I wrote a few days back about getting serial output from tboot on my new-ish Ivy Bridge vPro NUC. This was a means to and end and so this is where we’ll cover actually using this serial hardware to do something meaningful.
tboot log from the DC53427HYE NUC
Testing TXT and tboot on a new system is often painful. If there’s something wrong and tboot can’t execute SENTER successfully the system just reboots and will continually. This confuses the hell out of most and necessitates either serial hardware to capture log output for trouble shooting, or a patch to bypass this reboot logic.
The bit about the patch is interesting and I’ve hacked one out here. I hacked this together without much thought about the security implications as a work-around so I don’t recommend it for production use. It was only intended as a way to bring up a system with a borked TXT implementation so data could be collected with
Regardless of how you go about getting your tboot output it’s your first step in debugging.

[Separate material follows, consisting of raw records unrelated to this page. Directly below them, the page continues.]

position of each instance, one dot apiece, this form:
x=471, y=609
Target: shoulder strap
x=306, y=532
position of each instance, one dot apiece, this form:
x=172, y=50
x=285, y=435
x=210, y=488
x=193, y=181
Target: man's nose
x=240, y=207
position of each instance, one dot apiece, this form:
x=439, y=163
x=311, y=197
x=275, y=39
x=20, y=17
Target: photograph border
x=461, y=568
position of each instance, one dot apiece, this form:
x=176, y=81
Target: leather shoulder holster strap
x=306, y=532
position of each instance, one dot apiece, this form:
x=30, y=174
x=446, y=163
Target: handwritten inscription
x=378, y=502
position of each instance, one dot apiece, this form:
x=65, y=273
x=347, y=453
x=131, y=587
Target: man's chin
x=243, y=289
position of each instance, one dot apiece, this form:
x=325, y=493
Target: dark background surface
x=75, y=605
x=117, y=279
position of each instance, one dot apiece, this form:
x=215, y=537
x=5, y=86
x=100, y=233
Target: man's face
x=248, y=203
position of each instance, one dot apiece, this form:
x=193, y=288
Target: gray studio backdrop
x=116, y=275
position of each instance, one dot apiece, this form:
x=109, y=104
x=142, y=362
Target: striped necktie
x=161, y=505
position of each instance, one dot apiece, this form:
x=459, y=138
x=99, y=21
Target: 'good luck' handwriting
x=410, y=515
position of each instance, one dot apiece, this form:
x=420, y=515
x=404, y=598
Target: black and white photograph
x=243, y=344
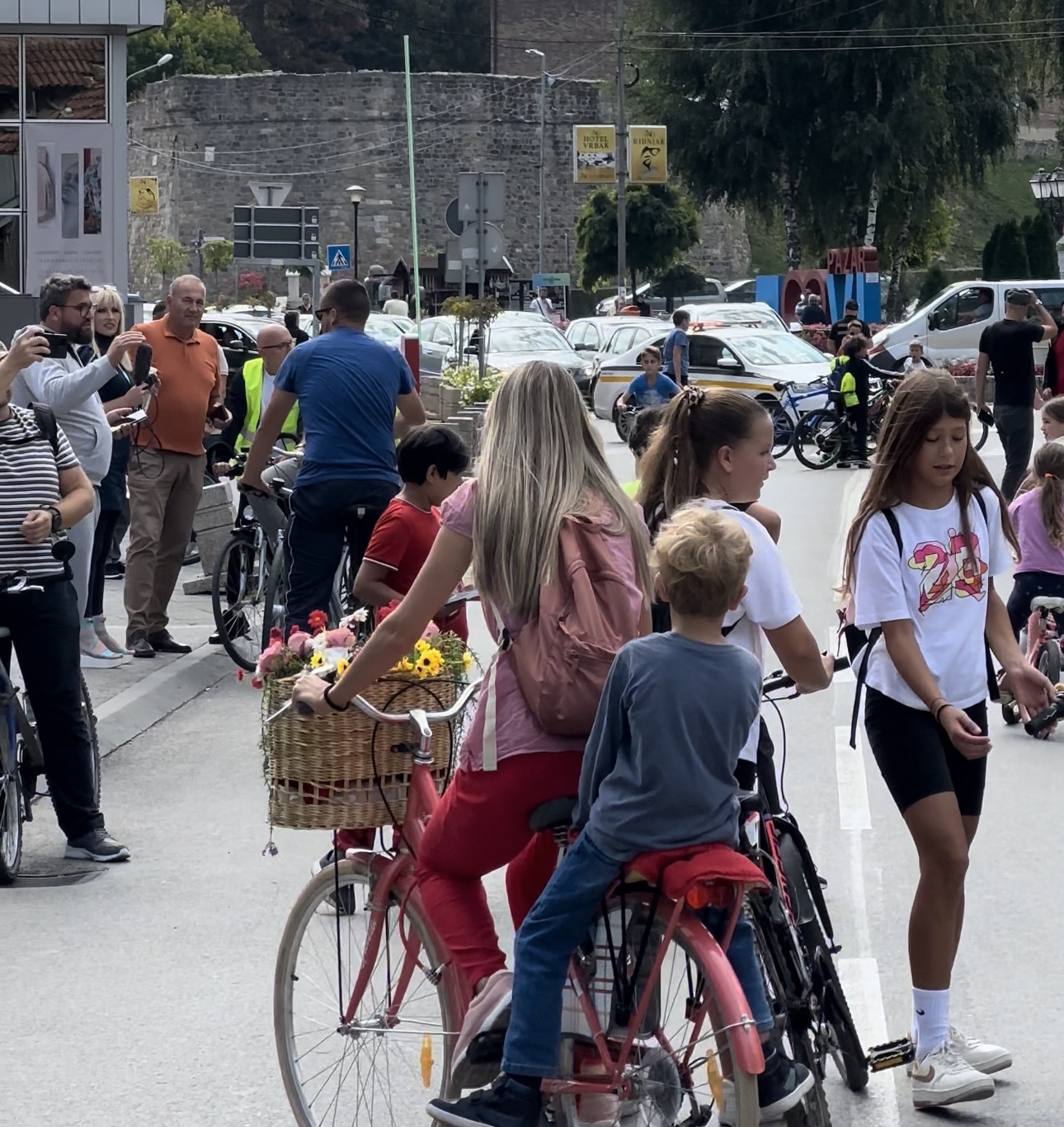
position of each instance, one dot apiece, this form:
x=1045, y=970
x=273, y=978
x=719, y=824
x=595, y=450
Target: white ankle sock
x=930, y=1020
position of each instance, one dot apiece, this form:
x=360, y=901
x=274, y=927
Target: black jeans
x=1015, y=427
x=323, y=515
x=101, y=544
x=45, y=628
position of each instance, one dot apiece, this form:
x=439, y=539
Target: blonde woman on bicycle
x=540, y=462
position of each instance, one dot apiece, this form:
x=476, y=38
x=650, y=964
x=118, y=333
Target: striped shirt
x=28, y=479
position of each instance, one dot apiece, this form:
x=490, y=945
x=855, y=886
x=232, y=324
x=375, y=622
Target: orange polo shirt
x=188, y=382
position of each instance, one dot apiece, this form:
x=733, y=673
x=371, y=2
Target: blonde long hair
x=108, y=298
x=540, y=462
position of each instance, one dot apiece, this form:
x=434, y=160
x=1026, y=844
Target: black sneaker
x=96, y=846
x=781, y=1086
x=506, y=1103
x=347, y=902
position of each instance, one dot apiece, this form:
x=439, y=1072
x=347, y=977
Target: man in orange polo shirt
x=167, y=467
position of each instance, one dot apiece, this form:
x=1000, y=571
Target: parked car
x=711, y=292
x=753, y=314
x=751, y=361
x=513, y=341
x=950, y=325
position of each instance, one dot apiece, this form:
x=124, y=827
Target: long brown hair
x=1049, y=481
x=920, y=401
x=695, y=427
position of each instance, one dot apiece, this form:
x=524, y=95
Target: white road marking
x=860, y=983
x=854, y=812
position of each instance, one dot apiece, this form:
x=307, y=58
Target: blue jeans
x=549, y=936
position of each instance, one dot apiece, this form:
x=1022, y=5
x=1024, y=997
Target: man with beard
x=70, y=388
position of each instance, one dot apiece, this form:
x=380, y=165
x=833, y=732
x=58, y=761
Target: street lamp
x=162, y=62
x=542, y=58
x=355, y=194
x=1048, y=187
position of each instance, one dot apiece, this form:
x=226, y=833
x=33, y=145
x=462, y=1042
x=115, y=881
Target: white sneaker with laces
x=983, y=1056
x=944, y=1077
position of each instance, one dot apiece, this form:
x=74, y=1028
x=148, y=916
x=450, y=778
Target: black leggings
x=1026, y=585
x=101, y=541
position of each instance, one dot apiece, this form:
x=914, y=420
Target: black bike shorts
x=916, y=759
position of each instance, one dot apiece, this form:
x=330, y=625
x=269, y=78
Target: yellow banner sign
x=594, y=153
x=144, y=196
x=647, y=154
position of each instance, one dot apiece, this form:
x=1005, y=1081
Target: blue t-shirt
x=347, y=385
x=660, y=764
x=645, y=396
x=676, y=337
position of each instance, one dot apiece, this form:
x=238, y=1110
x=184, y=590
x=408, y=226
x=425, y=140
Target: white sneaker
x=944, y=1077
x=984, y=1057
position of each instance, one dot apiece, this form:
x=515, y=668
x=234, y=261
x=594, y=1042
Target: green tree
x=205, y=39
x=1040, y=242
x=661, y=224
x=167, y=257
x=218, y=256
x=1010, y=255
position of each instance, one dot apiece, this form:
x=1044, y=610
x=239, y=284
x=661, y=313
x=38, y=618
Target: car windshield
x=526, y=338
x=719, y=316
x=777, y=350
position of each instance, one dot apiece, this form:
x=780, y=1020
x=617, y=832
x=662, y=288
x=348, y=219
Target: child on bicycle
x=929, y=538
x=658, y=773
x=652, y=388
x=1038, y=520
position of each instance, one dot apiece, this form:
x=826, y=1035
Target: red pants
x=480, y=825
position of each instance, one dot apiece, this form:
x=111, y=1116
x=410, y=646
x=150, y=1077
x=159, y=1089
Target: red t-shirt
x=402, y=542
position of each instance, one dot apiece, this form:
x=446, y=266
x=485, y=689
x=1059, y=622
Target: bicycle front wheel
x=394, y=1054
x=818, y=439
x=238, y=599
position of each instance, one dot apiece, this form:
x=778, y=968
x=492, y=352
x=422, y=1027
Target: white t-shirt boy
x=937, y=584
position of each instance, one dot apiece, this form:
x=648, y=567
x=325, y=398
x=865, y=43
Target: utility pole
x=621, y=158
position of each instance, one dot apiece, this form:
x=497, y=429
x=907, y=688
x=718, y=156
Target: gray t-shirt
x=660, y=764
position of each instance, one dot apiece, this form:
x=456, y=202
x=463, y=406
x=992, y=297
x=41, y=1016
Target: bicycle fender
x=734, y=1007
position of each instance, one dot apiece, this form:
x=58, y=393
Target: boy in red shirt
x=431, y=460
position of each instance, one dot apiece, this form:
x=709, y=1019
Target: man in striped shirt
x=42, y=490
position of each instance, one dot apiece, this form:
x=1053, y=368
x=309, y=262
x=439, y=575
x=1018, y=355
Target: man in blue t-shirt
x=676, y=350
x=348, y=388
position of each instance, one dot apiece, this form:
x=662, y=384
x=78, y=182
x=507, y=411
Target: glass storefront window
x=67, y=79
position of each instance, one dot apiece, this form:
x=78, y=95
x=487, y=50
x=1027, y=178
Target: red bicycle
x=368, y=1001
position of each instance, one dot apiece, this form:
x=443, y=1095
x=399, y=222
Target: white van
x=950, y=325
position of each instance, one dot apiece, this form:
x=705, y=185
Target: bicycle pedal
x=892, y=1054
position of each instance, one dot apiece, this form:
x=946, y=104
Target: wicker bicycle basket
x=340, y=771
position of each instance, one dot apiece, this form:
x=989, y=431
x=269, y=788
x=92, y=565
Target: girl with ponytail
x=1038, y=520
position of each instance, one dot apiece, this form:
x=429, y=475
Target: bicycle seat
x=676, y=871
x=557, y=813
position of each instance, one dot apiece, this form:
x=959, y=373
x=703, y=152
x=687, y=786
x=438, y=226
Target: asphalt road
x=142, y=995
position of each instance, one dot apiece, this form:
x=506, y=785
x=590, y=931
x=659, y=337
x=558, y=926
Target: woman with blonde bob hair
x=540, y=462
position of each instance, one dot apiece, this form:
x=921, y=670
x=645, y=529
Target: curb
x=142, y=705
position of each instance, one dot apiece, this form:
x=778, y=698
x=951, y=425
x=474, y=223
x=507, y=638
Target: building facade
x=64, y=182
x=209, y=139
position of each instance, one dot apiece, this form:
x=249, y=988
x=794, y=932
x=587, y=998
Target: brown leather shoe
x=139, y=645
x=162, y=641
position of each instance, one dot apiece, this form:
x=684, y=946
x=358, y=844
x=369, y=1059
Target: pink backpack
x=563, y=655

Here’s the tboot log captured from my DC53427HYE NUC. You can see the automated reboot after SENTER fails.
Debugging my tboot failure
I’ve jacked up the logging level of
tboot so there’s a lot of data go dig through in the log. Generally though the data we need is in the
TXT.ERRORCODE. Don’t forget though that on the first boot this value will be
0x0 since it’s only set once the failure occurs. The interested reader can, well, read all about this register in the MLE developers guide section B.1.3.
So after the failed boot the
TXT.ERRORCODE gets set and we can grab it from the log. The relevant line is:
TBOOT: TXT.ERRORCODE: 0xc0021041
Not a particularly helpful error message but then again, there isn’t much space for a helpful textual description of the error in a 32bit register. So the next step is to decode this thing.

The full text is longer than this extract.